Sunday, February 14, 2010

Writers and Writing

“They don’t get someone like you,” said my editor. She was referring to the fraternity of Indian writers. I suspect some of them had heaped scorn on my non literary pretensions in her presence. We were in the hub and din of the Delhi Book Fair and I am not quite sure whether what she said was intended to be a compliment.

I think she was slightly annoyed at my enthusiasm. I was unable to conceal my glee at the invitation from my publishers to spend a couple of days in the capital just browsing in the country’s largest book fair and luxuriating in five star comfort afterwards. I have been hosted enough and more times by organizations in my role as a consultant and coach. But that’s because they want me to do some work for them.

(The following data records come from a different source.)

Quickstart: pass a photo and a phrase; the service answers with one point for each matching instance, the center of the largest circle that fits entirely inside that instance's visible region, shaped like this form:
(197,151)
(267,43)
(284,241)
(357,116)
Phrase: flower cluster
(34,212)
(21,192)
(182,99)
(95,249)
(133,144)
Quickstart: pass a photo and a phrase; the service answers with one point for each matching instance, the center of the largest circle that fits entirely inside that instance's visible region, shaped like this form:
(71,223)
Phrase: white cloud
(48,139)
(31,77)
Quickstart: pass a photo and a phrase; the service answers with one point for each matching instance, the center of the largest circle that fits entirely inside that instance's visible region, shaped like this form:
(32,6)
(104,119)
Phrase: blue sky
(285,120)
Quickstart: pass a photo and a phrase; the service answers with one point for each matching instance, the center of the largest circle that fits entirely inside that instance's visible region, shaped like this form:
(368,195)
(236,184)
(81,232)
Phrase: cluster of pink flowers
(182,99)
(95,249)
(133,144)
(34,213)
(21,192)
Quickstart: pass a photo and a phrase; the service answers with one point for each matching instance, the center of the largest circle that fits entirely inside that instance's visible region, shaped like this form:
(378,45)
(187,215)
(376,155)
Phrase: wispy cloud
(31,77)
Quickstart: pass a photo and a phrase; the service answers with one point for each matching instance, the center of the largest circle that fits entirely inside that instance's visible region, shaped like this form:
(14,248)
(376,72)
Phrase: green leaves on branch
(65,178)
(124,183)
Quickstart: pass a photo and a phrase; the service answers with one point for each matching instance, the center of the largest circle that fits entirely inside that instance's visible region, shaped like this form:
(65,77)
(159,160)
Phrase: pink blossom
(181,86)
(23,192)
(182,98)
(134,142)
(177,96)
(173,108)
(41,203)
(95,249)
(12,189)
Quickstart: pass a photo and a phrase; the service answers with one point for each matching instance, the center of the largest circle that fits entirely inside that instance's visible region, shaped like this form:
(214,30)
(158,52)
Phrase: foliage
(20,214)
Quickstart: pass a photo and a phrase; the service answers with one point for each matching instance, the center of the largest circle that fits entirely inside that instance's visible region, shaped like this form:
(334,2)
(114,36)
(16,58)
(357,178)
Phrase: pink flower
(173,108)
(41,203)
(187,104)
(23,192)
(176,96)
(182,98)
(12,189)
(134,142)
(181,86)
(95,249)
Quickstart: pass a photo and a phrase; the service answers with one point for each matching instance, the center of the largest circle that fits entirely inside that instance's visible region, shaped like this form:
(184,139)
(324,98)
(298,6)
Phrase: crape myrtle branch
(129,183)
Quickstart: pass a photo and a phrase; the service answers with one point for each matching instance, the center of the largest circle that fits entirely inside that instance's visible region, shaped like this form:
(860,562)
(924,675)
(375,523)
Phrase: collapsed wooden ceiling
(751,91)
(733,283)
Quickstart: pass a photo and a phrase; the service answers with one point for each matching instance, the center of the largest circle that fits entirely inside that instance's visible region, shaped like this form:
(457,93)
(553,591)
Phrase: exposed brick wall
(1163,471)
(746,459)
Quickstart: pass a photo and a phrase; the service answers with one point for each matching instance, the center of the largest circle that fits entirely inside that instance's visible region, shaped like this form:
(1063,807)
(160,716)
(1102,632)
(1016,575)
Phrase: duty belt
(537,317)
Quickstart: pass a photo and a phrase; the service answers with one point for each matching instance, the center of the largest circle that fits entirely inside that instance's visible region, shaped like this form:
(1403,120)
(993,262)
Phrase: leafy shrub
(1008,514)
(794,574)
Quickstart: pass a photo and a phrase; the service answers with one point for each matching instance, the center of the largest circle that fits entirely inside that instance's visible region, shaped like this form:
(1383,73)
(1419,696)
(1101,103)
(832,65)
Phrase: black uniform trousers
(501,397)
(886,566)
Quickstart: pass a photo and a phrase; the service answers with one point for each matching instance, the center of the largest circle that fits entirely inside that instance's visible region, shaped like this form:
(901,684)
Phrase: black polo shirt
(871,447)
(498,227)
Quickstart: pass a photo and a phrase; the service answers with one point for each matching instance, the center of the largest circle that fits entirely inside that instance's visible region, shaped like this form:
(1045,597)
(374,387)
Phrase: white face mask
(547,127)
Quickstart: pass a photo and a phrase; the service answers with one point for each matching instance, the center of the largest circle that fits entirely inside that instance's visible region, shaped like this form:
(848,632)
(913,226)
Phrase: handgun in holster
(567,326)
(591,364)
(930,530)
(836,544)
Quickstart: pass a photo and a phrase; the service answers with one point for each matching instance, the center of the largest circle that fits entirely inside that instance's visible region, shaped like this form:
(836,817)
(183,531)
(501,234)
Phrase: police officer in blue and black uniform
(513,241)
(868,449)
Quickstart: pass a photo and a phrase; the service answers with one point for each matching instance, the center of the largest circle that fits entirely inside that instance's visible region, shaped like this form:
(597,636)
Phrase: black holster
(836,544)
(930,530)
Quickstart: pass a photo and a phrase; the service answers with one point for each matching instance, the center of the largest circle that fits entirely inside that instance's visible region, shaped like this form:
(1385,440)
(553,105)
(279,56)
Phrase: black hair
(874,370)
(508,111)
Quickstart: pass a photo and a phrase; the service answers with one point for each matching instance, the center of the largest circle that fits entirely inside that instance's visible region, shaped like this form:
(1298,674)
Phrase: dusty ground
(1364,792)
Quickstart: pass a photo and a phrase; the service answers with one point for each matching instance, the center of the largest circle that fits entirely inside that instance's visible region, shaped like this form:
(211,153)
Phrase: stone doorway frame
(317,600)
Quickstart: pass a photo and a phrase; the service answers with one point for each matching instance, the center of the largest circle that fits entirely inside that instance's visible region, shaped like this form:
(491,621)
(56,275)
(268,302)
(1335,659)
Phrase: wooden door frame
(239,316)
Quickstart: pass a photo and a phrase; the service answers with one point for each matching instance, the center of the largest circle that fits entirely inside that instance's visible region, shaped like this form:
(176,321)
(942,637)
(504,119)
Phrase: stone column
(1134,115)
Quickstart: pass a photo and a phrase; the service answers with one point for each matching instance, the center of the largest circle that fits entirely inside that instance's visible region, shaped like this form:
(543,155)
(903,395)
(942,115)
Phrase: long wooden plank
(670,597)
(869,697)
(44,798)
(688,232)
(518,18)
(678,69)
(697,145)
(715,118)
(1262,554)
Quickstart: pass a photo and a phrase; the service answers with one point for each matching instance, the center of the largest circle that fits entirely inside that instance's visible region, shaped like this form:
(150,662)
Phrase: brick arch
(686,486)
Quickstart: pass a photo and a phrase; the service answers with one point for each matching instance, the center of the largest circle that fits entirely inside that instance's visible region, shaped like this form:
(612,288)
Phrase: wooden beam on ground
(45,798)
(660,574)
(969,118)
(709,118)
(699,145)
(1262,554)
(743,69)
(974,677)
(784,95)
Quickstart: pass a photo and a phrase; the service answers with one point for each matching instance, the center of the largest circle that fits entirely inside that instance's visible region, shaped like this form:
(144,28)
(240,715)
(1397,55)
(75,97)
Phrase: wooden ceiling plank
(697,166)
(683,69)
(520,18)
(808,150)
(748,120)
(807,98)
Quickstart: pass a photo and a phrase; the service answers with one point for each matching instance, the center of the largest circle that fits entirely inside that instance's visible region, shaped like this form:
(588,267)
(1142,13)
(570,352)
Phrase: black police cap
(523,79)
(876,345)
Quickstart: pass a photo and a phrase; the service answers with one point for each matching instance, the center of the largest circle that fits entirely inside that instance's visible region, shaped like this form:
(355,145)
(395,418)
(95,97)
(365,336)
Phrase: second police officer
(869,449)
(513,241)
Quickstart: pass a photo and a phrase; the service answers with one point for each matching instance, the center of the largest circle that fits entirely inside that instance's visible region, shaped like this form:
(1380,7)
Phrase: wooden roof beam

To be hosted as a writer without any agenda felt really good. Almost as good as fraternising with 30 writers from all over the world in the International Writers Program at Iowa. Or bagging two prestigious residencies in Kent and Pittsburgh in the span of two years. For a non literary writer, I am doing fine. Thank You.

To gloat further, a German scholar wrote to me recently asking for permission to reproduce one of my essays published in a newspaper in her academic compilation on Indian Writing in English. It is the same essay that had drawn the ire of a couple of “Establishment Writers” in India when it was published.

A week later I had lunch in Bangalore with a writer from UK who I had met in the Delhi trip and she told me she always turned down invitations to literary meets in her own country because of all the grandiose egos parading around. I don’t quite remember what she said exactly but there seemed to be gentle affirmation about the way I had turned out to be.

I guess the pompous affectations are not restricted to Indian writers. World over they believe in conforming to a certain type. With notable exceptions like Zadie Smith who was one of the first to champion publicly it’s not an either/or. You can be a writer and a decent human being.

Writers have attitude and say clever, cruel things to others in public dinners. I prefer to restrict the cruelty to my writing.
When I am not writing, I like to make friends and cook for them. I go to my son’s school sometimes and help out with theatre related activities. I also sleep a lot.

Writers are supercilious and prone to make lofty statements like “I am not my writing.”
I wonder what I will be without the writing.

Most writers turn silly after some public acknowledgement for their work has happened.
I am silly enough to see through that trap.